Right, so I got curious about this and hauled out the FM-7 to do some experimentation. The theory I now have for the FM-7 display is:
- The system always generates 640×200 video.
- The standard glyphs are stored as a 6×7 dot matrix.
- The sub-CPU, when asked to print a character at a certain spot on the screen, renders it as-is in
WIDTH 80 (80-column) mode and double-width in
WIDTH 40 mode.
I worked this out by using the
SYMBOL (x,y),"c",hscale,vscale command in FM-BASIC, which plots character c at (x,y) on the screen (x ranging from 0-639 and y ranging from 0-199) scaling it horizontally by hscale and vertically by vscale. Scale factors of 1,1; 2,1; and 8,4 look like this:
(This image was photographed from on my 450-line PVM-9045Q, and under different conditions from the photos in my previous post, so don’t use that to compare resolution, just use it confirm the character dot matrix.)
ヨヨヨラリルレロロ line at the top was printed using the standard (40-column) text output so you can see the standard inter-character spacing, which I can’t do with
SYMBOL since that plots only one character at a time at arbitrary co-ordinates. It looks like those add one column of pixels for spacing, giving 7 pixel-wide characters, but they should be 8 pixels wide for 80 chars on a 640 pixel line. I have no idea where the extra pixel went.

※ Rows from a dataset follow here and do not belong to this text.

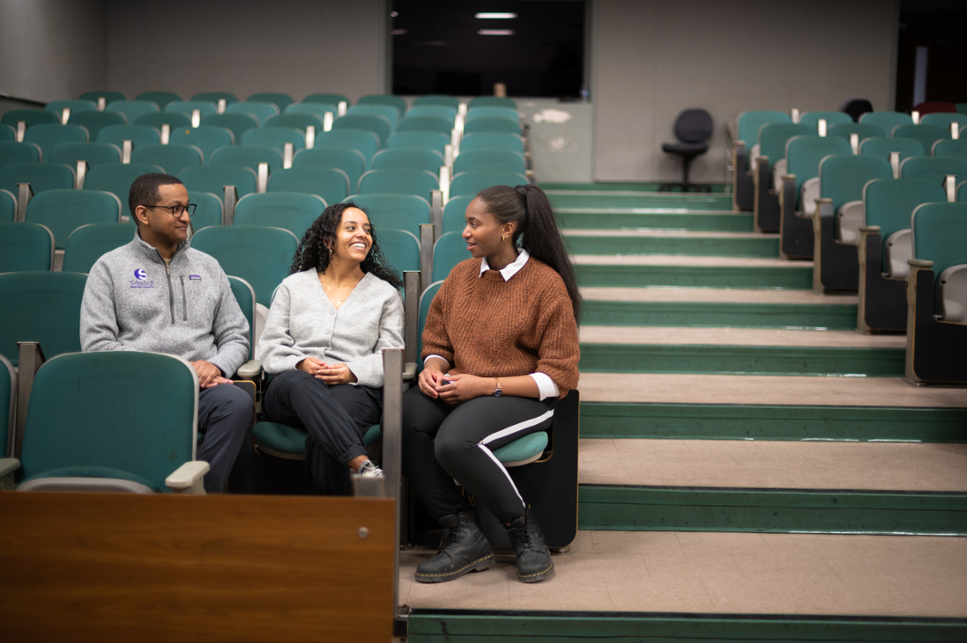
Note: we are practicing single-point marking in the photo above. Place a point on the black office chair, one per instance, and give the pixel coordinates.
(693, 128)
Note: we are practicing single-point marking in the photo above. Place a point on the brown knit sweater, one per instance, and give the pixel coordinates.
(489, 327)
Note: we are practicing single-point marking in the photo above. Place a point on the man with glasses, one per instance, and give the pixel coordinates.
(158, 294)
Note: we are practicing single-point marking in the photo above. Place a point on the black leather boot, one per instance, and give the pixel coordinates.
(533, 559)
(463, 549)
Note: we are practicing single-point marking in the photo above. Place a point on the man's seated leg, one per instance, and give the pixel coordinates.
(225, 412)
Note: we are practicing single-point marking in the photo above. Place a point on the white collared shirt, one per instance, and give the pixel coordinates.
(545, 385)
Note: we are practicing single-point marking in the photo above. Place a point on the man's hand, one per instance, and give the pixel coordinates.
(209, 375)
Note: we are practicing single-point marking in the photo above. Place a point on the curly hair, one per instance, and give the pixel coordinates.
(314, 249)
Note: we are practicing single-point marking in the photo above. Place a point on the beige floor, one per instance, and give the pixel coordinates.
(721, 572)
(765, 464)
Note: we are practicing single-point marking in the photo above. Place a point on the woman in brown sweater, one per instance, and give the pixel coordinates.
(500, 347)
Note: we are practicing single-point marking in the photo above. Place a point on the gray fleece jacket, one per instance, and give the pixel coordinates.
(133, 301)
(303, 323)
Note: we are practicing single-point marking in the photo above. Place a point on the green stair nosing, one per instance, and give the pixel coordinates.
(745, 277)
(829, 511)
(511, 626)
(719, 314)
(623, 420)
(746, 360)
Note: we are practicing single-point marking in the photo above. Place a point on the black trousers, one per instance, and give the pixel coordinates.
(335, 418)
(444, 442)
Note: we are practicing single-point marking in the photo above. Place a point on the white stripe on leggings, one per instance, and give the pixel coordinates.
(520, 426)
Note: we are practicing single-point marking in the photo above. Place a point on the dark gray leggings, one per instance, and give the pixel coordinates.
(444, 442)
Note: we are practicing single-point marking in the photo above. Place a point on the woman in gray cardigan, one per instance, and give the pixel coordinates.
(323, 340)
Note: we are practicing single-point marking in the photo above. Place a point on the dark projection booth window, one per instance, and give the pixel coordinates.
(463, 48)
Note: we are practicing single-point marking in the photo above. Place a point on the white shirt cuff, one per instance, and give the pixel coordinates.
(545, 385)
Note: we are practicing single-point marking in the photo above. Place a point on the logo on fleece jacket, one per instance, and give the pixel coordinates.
(141, 280)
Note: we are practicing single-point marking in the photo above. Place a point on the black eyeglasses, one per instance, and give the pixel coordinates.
(177, 210)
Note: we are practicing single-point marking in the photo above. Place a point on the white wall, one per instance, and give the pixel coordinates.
(654, 58)
(52, 49)
(245, 46)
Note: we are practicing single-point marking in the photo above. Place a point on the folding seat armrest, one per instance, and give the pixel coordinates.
(188, 478)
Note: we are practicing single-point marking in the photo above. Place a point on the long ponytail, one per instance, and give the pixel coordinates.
(536, 230)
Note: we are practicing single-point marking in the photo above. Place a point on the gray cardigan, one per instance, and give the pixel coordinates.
(132, 301)
(303, 323)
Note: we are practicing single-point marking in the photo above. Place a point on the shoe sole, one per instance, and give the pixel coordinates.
(478, 565)
(536, 576)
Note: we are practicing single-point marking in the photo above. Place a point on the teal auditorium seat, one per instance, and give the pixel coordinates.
(288, 210)
(208, 211)
(131, 441)
(949, 148)
(117, 180)
(75, 105)
(159, 119)
(882, 147)
(489, 161)
(936, 319)
(933, 168)
(108, 96)
(435, 141)
(132, 108)
(261, 256)
(188, 107)
(279, 99)
(14, 152)
(510, 142)
(836, 222)
(214, 97)
(41, 307)
(330, 184)
(884, 248)
(415, 182)
(137, 134)
(63, 211)
(383, 99)
(206, 138)
(470, 183)
(395, 211)
(454, 219)
(172, 158)
(803, 155)
(449, 250)
(261, 110)
(391, 113)
(365, 141)
(210, 178)
(926, 134)
(436, 111)
(50, 135)
(88, 243)
(40, 176)
(249, 156)
(94, 122)
(161, 99)
(351, 162)
(31, 117)
(275, 137)
(92, 153)
(8, 206)
(25, 246)
(408, 159)
(491, 125)
(887, 120)
(237, 124)
(832, 118)
(437, 99)
(425, 124)
(378, 125)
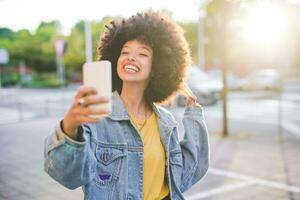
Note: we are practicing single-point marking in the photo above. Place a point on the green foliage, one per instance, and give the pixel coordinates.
(36, 49)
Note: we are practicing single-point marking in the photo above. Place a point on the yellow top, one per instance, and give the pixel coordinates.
(155, 186)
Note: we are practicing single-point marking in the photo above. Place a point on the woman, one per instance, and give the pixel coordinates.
(133, 152)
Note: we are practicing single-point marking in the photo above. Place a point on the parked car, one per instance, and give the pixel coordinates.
(206, 89)
(261, 80)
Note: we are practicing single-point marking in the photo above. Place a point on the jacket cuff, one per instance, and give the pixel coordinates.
(196, 111)
(62, 136)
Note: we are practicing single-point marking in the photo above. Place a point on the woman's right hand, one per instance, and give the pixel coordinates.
(79, 110)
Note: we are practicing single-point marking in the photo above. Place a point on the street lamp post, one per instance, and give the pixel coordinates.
(88, 42)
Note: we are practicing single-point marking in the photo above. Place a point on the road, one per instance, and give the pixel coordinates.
(256, 161)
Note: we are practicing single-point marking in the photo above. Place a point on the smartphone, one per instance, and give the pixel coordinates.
(98, 75)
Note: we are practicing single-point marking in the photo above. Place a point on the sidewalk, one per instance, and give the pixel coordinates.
(255, 164)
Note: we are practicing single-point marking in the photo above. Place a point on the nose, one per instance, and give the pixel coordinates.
(131, 57)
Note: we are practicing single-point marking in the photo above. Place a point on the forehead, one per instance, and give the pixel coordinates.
(137, 44)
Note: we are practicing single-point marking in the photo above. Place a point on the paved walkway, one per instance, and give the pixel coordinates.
(255, 162)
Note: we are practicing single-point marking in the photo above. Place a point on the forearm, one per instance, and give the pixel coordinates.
(68, 161)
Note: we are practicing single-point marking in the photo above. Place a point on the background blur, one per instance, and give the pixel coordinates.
(246, 74)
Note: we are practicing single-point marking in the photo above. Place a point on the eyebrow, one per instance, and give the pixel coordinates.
(143, 47)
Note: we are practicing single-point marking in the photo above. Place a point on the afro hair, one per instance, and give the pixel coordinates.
(171, 54)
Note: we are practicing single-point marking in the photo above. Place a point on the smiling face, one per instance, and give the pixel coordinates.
(135, 62)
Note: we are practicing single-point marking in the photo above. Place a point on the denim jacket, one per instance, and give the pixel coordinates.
(108, 162)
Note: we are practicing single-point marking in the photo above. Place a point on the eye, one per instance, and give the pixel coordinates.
(143, 54)
(124, 52)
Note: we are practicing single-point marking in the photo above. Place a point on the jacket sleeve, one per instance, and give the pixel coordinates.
(195, 147)
(69, 162)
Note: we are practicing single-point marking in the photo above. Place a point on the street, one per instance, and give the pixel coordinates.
(258, 160)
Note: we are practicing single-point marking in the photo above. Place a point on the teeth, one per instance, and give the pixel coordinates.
(131, 68)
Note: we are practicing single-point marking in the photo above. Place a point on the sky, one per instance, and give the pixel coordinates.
(18, 14)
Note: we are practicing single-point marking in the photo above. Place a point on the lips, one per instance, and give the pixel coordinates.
(131, 68)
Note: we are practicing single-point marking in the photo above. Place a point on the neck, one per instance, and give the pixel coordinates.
(133, 99)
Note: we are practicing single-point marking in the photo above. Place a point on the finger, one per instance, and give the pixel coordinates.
(93, 99)
(84, 91)
(90, 111)
(86, 119)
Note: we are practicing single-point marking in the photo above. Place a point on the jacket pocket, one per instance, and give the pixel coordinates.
(110, 163)
(176, 165)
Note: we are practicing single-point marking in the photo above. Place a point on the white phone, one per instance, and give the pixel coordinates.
(98, 75)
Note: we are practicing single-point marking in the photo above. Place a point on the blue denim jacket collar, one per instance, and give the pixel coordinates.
(119, 112)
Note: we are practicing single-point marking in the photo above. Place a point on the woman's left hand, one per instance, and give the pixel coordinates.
(187, 92)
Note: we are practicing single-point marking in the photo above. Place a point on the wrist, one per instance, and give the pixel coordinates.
(71, 132)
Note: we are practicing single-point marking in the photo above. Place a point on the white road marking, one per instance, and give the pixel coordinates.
(247, 181)
(260, 181)
(219, 190)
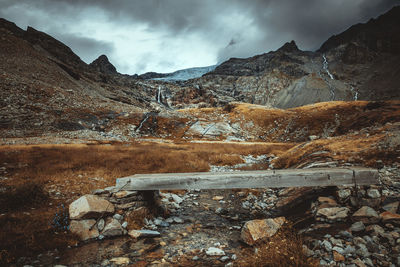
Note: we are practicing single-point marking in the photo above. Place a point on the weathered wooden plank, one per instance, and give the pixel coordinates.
(250, 179)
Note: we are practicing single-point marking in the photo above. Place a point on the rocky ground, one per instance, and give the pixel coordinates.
(345, 226)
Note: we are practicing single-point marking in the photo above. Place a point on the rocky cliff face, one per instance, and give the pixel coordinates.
(358, 64)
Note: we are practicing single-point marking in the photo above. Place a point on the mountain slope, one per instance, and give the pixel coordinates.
(358, 64)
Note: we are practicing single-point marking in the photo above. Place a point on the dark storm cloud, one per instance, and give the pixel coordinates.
(228, 27)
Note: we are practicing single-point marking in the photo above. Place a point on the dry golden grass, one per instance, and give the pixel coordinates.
(37, 172)
(283, 249)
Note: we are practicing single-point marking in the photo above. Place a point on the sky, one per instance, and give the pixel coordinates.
(139, 36)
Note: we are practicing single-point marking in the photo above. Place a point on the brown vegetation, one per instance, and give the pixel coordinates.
(283, 249)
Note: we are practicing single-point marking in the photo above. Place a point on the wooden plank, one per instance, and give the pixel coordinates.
(250, 179)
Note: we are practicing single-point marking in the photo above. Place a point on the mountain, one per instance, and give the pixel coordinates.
(179, 75)
(46, 88)
(359, 64)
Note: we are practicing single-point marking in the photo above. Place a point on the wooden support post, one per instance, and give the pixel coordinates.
(251, 179)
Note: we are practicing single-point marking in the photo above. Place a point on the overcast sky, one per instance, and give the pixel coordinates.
(166, 35)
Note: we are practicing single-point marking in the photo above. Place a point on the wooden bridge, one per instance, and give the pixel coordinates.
(251, 179)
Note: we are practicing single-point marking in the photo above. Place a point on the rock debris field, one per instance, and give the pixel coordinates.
(341, 226)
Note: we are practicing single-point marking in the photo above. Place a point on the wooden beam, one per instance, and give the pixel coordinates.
(250, 179)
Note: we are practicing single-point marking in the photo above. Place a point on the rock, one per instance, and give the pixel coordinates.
(143, 233)
(118, 217)
(343, 194)
(337, 256)
(327, 245)
(375, 229)
(82, 229)
(177, 220)
(357, 227)
(124, 194)
(367, 215)
(100, 224)
(256, 230)
(213, 251)
(388, 217)
(177, 199)
(373, 193)
(90, 206)
(218, 198)
(120, 261)
(391, 207)
(113, 228)
(224, 258)
(327, 200)
(333, 214)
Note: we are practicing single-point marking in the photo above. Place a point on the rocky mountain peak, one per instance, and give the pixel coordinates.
(289, 47)
(103, 65)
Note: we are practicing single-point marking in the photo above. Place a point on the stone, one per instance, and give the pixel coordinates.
(113, 228)
(124, 194)
(143, 233)
(391, 207)
(367, 215)
(120, 261)
(100, 224)
(373, 193)
(343, 194)
(224, 258)
(256, 230)
(388, 217)
(375, 229)
(177, 199)
(333, 214)
(82, 229)
(213, 251)
(357, 227)
(118, 217)
(337, 256)
(90, 206)
(327, 245)
(327, 200)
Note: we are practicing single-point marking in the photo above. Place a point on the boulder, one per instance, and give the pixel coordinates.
(367, 215)
(143, 233)
(113, 228)
(89, 207)
(82, 229)
(332, 214)
(388, 217)
(256, 230)
(391, 207)
(212, 251)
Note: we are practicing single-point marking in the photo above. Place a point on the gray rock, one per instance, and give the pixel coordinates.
(213, 251)
(357, 227)
(332, 214)
(84, 229)
(224, 258)
(362, 251)
(178, 220)
(391, 207)
(90, 206)
(327, 245)
(373, 193)
(343, 194)
(118, 217)
(100, 224)
(367, 215)
(143, 233)
(113, 228)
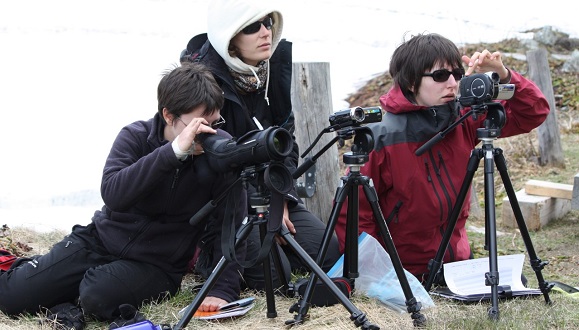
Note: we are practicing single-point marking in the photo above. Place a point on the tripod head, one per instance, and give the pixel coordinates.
(346, 124)
(361, 147)
(265, 179)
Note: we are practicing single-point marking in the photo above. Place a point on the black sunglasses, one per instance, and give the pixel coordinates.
(442, 75)
(255, 26)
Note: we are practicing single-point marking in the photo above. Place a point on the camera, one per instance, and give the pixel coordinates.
(356, 116)
(254, 147)
(483, 87)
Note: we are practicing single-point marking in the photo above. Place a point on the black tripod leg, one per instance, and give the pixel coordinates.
(268, 279)
(242, 234)
(412, 305)
(303, 305)
(536, 263)
(357, 316)
(435, 265)
(492, 277)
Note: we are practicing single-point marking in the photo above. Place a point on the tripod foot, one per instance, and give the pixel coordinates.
(361, 321)
(418, 319)
(298, 319)
(493, 313)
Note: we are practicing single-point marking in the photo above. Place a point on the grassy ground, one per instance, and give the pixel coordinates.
(556, 243)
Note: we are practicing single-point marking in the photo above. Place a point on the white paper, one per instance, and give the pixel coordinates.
(468, 276)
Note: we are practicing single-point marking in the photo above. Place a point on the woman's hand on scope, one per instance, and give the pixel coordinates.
(287, 222)
(189, 134)
(486, 61)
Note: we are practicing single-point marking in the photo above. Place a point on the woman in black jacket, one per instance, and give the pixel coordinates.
(253, 66)
(137, 248)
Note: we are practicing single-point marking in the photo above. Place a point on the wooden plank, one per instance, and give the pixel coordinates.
(537, 211)
(549, 189)
(312, 105)
(550, 147)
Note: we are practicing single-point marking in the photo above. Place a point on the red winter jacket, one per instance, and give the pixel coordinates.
(420, 191)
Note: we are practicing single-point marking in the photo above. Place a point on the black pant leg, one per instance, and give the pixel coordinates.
(253, 276)
(105, 287)
(309, 234)
(53, 278)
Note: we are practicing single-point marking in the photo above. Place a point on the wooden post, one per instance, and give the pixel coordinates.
(549, 139)
(312, 105)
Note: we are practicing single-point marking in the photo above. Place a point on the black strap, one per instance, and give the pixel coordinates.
(273, 224)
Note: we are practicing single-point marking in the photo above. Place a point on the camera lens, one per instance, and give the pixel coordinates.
(280, 143)
(357, 114)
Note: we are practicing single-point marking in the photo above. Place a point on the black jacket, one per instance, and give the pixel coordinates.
(240, 108)
(149, 198)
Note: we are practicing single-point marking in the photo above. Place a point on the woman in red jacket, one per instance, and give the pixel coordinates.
(420, 191)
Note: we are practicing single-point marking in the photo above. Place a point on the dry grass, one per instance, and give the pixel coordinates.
(556, 243)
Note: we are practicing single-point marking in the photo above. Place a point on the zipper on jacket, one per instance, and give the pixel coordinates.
(433, 188)
(443, 167)
(394, 213)
(434, 115)
(175, 178)
(441, 182)
(449, 248)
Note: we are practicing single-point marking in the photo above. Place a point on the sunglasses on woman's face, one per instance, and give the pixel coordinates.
(442, 75)
(255, 26)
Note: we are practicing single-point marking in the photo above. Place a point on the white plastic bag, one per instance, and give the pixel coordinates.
(378, 278)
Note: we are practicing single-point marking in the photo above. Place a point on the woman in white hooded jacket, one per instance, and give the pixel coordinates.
(253, 65)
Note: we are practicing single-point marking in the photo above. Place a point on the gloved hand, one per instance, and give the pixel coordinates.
(64, 316)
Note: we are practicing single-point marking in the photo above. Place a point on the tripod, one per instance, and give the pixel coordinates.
(260, 201)
(493, 124)
(363, 142)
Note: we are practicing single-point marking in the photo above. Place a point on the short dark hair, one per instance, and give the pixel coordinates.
(418, 55)
(187, 87)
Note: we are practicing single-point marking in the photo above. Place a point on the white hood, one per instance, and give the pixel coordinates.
(226, 18)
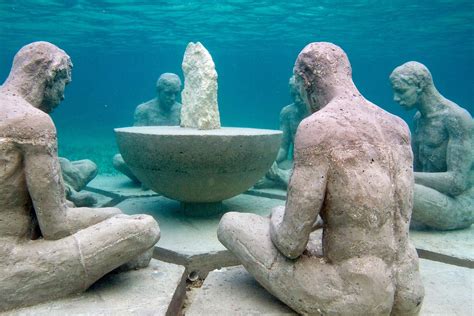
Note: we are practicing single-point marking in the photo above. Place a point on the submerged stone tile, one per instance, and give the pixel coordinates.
(156, 290)
(192, 241)
(233, 291)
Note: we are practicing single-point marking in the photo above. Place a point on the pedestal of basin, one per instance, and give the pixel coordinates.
(198, 166)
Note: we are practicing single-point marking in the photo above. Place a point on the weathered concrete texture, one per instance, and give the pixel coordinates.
(156, 290)
(193, 165)
(233, 291)
(458, 244)
(199, 95)
(192, 241)
(118, 186)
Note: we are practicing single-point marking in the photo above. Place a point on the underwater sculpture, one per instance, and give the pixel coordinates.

Anyway, going back to my previous post’s image:
I can’t find the “I” you’re referring to, but if we have a look at the exclamation point, which is one pixel wide, and the double quote and octothorp to the right of it (the
!"# character sequence), we see pretty clearly that each character is getting about three lines of horizontal resolution on the 250-line PVM-9042Q, and can see the adjacent red, green and blue phosphors in each line:
I think you’re right that there’s a “reaction time” thing going on here, but I don’t think it’s anything to do with the phosphor: it’s simply that the analog signal, continuously varying across the scan line, is (partially) “digitized” by the aperture grille, i.e. you see only the sections of signal where it’s not been blocked by the grille. (There are actually three signals being displayed, for R, G and B, but since the composite output is monochrome, R, G and B will all be at the same level.) So if you have several adjacent horizontal pixels lit up that fully cross the R, G and B phosphor columns in front of the grille, you’ll get a nice bright white, as you see for the horizontal lines in the octothorpe. But when only one pixel is being lit by the computer, that’s not enough to cover the full width of an aperture grille column, so you’ll see that section only partially lit up because the signal is “on” for part of it and “off” for part of it. (Actually, it is truly analogue; there will be a rise and fall time there, but I imagine that the column will simply average out the total energy value of the signal as it varies over that column.) Thus the double-quote, pattern
.█..█. , ends up more or less evenly lighting all three columns.
This also seems clear in the sequence of “ヨラリルレロ” where there are eighteen vertical slices of the aperture grille across the six characters, and though I suspect the beam can resolve this, the aperture grille cannot:
Here’s the 80-column character sequence on the 450-line PVM-9045Q.
I’m not sure how reliably these can be compared, because my camera doesn’t have manual controls for me to get consistent images, but if we extract the same “ヨラリルレロ” sample to show it here full size:
I count something like 35 vertical lines there, which isn’t too far off from the calculating 18*450/250 = 32.4 lines. The individual coloured columns don’t come out in that image, or any others I’ve taken, though. I don’t know if that’s an issue with the photography or if something’s different about the monitor.
Now that I’ve done all this, I’m not sure if I’ve become less confused or more confused about this. But at least I know to check for lines of horizontal resolution on colour monitors and that 450 lines is kind of a bare minimum for 80-colum work.